Let $f_n: D \rightarrow \mathbb{R}$ be measurable for each n, and suppose that $f_n(x) \leq f_{n+1}(x)$ $\forall n$ and each $x \in D$. If $f(x)=lim_{n \rightarrow \infty}f_n(x)$ exists (in $\mathbb{R}$) for each $x \in D$, prove that f is measurable.
So the statement says that we have a point-wise convergence of a series of measurable functions and we want to show that the limit function is also measurable. To this extent, it will suffice to show that given any open $U \subset \mathbb{R}$, $f^{-1}(U)$ is measurable in $D$.

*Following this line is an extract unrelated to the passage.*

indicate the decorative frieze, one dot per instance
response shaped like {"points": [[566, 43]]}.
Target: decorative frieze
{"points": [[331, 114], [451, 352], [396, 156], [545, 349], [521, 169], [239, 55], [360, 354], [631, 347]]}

I am quite new to measure theory and this problem has me scratching my head. I'm trying to think about how to get the fact that for any $\epsilon$>$0$ there exists an $N$ s.t. $\forall$$n$>$N$ $|f_n(x)-f(x)|<\epsilon$ to help me prove something about the measurability of $f(x)$...
Any insight is appreciated!
Hint:
Since each $f_n$ is measurable, the sets $\{f>r\}=\{x:f(x)>r\}$ with $r\in\mathbb{R}$ is measurable. I claim that $$\{\lim_{n\to \infty}f_n=f>r\}=\bigcup_{n}\{f_n>r\}\;.$$ Since $f_n$ is increasing, $f_n(x)\leq \lim_{n\to \infty}f_n(x)=f(x)$ for all $x$. Hence, for each $n$ $$\{f_n>r\}\subset \{\lim_{n\to \infty}f_n=f>r\}\;.$$ Can you show the other containment and finish the proof from there?